A independência de Kossovo e o futuro do conceito de soberania nacional

Deu na Agência Carta Maior:
Na
conferência de cúpula do G8, realizada na Alemanha, o presidente George W. Bush insistiu na aprovação imediata do Plano Ahtissari para o Kossovo, que introduz uma nova noção nas relações internacionais: a "independência vigiada".
Francisco Carlos Teixeira

Na conferência cimeira do G8, realizada em Heilingendamm, na Alemanha, entre 21 e 22 de junho de 2007, o Presidente Bush insistiu na aprovação imediata do Plano Ahtissari – de Martii Ahtisaari, ex-presidente da Finlândia, indicado pela ONU como seu representante em Kossovo e, depois, governador provisório da província – sobre a “independência” da província sérvia (1).

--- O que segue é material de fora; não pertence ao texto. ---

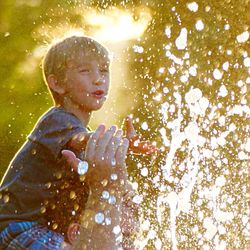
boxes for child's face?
[64,57,109,112]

Os EUA e a situação em Kossovo

A passagem, triunfal por sinal, do Presidente Bush por Tirana – capital albanesa – reforçou o sentimento pro-albanês (kossovar) da administração americana, levando o presidente a declarar sua pressa na resolução da questão de Kossovo (2). Trata-se de um novo conceito de “independência” – assim mesmo, entre aspas – em virtude da proposta do enviado especial da ONU prever uma forma nova, não registrada na ciência política ou no direito internacional, de soberania, para o novo Estado-Nação emergente da ( última? ) secessão da antiga República Federal da Iugoslávia.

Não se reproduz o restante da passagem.